冷房のせいで体が冷え切ってしまった。
「あたし、帰るから。シャワーとタオル、借りる」
「まじすか」そう答えながらも、日向は立ち上がってボクサパンツを履く。「じゃ、こっちのタオル、使ってください」
タオルは椅子のではなく、カーテンレールにかかっていた洗濯したてのを手渡してくれた。そして、シャンプーはあるけれどコンディショナー類はないと、バスルームについて来て説明をしたあと、「たぶんオレ寝てるんで、帰る時は起してください」と眠たげにドアを閉めた。
生ぬるいシャワーが肩にあたり、体を落ちていった。
あたし、何やってんだろう。初めて来る他人の家で、シャワーなんか浴びちゃって。でも、ちょっと面白いかも。たぶん、面白がるために、あたしは今ここにいるんだろう。
日向のことは好きだけど、日向そのものが欲しいわけじゃない。ような気がする。日向の持っていそうな"面白い"雰囲気が欲しかっただけだ。自分に欠けているパワーにあやかりたかっただけ。友達と話している日向に嫉妬したのは、仲間に入れてもらいたかったから。
「まあ、普通は20才くらいでそういうこと思うのかもしれないけど」志保はタオルにくるまりながらつぶやいた。「あたしバカだから、いつも気付くの遅い」
シャワーを終えて帰宅の準備を整えると、日向の体をゆすって起こした。日向は起き上がって玄関までついてきた。どこまでも気遣いに徹している。
「そんなにあたりかまわず気配りしててさ、疲れないの?」
日向は眠そうに半分目を閉じたまま腕を組み、悔しそうに顔をゆがめた。
「志保さんにそんなこと言われるとは。ていうか怒ってますよね。今日のことはなんていうか、すみません」
「面白かったからぜんぜん。日向のことは好きだけど、そういう意味で好きじゃないし」
「うん。そっか」半笑いでうなずいた日向を目の前にして「こう言うのも卑怯だけどさ、怒ってなくてよかった」
その日はじめて聞いた、敬語ではない回答だった。むしろ志保はすっきりした。ふたりとも、どうやら同じ場所に着地したらしい
「トイレとシャワーとタオルとコーラ、ありがとね」
「コーラ?」
「冷蔵庫開けて勝手に飲んだ」
「まじで? それ泥棒じゃね?」
「今までお絵かき教室で、あたしがこっそり教えてあげたコツにくらべたら、コーラなんて安いもんじゃん。あと今日のことも。車出してもらったにしても、おつりがくるくらい」
日向は顔を両手でごしごしこすり、降参したようにうーんと唸った。
「志保さん意外と大人だね」
そうだよ、どうだ参ったか。と言いかけて、志保は言葉をひっこめた。大人なのではなくて、当たり前の成り行き。ふたりともお互いに恋とは別の形で気に入っていて、肌に触れてみたかったから触れてみた。天秤は一瞬だけバランスを崩したけれど、最後には釣り合って水平になっただけのことだ。
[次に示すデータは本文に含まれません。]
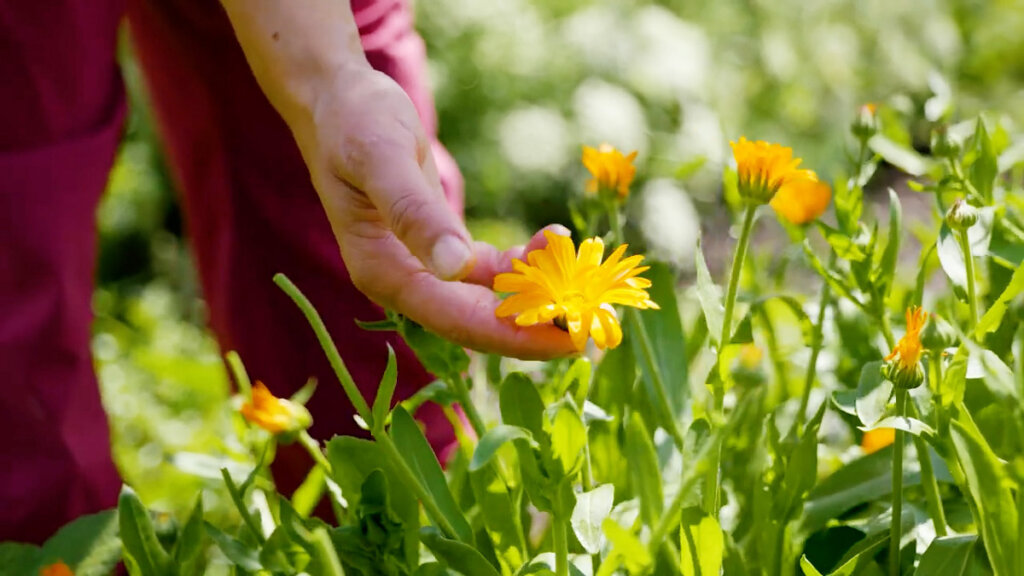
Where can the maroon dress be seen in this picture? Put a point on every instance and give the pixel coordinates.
(250, 210)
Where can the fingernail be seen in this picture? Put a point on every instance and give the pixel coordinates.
(451, 257)
(559, 230)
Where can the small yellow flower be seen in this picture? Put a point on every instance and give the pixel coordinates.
(574, 290)
(802, 201)
(611, 171)
(908, 350)
(56, 569)
(274, 414)
(904, 369)
(877, 440)
(765, 168)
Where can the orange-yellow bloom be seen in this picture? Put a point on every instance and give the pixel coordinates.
(611, 170)
(574, 290)
(56, 569)
(802, 200)
(274, 414)
(908, 350)
(765, 169)
(877, 439)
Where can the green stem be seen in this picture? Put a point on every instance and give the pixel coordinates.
(816, 343)
(326, 552)
(462, 392)
(933, 499)
(558, 532)
(895, 531)
(351, 391)
(972, 296)
(314, 450)
(361, 408)
(647, 348)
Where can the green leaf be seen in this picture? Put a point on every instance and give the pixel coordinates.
(947, 556)
(991, 320)
(988, 485)
(985, 166)
(568, 437)
(459, 557)
(188, 547)
(500, 507)
(89, 544)
(627, 550)
(701, 545)
(420, 457)
(845, 246)
(711, 297)
(644, 471)
(382, 402)
(665, 330)
(884, 274)
(901, 157)
(591, 509)
(495, 439)
(139, 538)
(873, 393)
(241, 554)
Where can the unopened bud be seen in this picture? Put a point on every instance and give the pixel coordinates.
(938, 334)
(962, 215)
(942, 145)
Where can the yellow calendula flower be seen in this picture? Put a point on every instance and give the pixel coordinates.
(276, 415)
(877, 440)
(765, 169)
(574, 290)
(56, 569)
(611, 170)
(904, 368)
(802, 201)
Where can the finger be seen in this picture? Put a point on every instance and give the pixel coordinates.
(489, 261)
(394, 168)
(459, 312)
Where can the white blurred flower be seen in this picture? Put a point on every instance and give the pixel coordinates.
(596, 35)
(535, 138)
(671, 56)
(606, 113)
(670, 222)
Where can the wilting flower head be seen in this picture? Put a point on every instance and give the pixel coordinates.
(877, 439)
(765, 169)
(574, 290)
(56, 569)
(612, 172)
(276, 415)
(904, 368)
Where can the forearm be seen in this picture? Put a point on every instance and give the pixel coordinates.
(295, 47)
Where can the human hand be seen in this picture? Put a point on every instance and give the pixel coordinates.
(403, 246)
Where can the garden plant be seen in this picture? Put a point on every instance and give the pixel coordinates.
(869, 424)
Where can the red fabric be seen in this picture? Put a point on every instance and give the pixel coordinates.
(250, 208)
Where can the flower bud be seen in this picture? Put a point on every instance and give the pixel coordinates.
(866, 123)
(903, 377)
(938, 334)
(962, 215)
(942, 145)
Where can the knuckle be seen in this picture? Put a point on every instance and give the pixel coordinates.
(404, 212)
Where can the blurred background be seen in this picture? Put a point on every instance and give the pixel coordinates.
(520, 86)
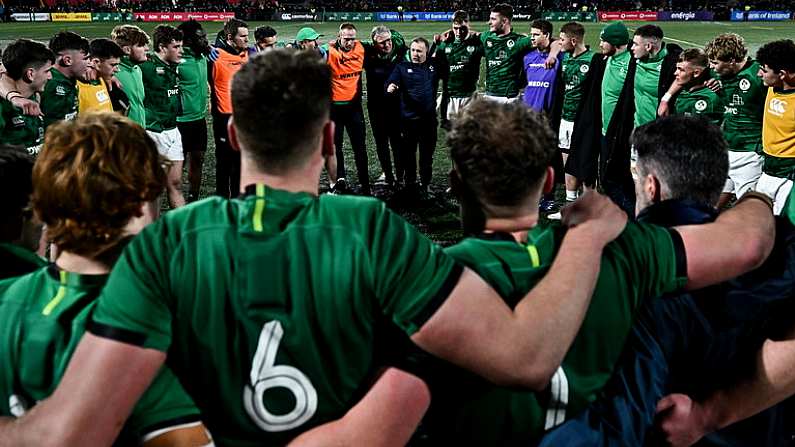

「大人とか、つまんないこと言うなって。面白かったし、なんかこう、新しいイメージ湧いたって感じするでしょ」
「なんの?」
「絵に決まってるじゃん」
志保はにっこり笑ってドアを閉め、振り向かずに駅までの道を歩いた。
時刻は正午になろうとしていた。熱すぎる太陽が、肩に痛かった。胸のあたりに汗がにじむ。さっきまで冷房の効きすぎた部屋にいたのが嘘のようだ。
「温度差やばい。暑い。死にそう」
死にそうとつぶやいたら、むしろ生きていることを実感した。空を見ると、太陽は真上にある。あまりに強くて、近くて、伸ばせばすぐに手が届きそうだった。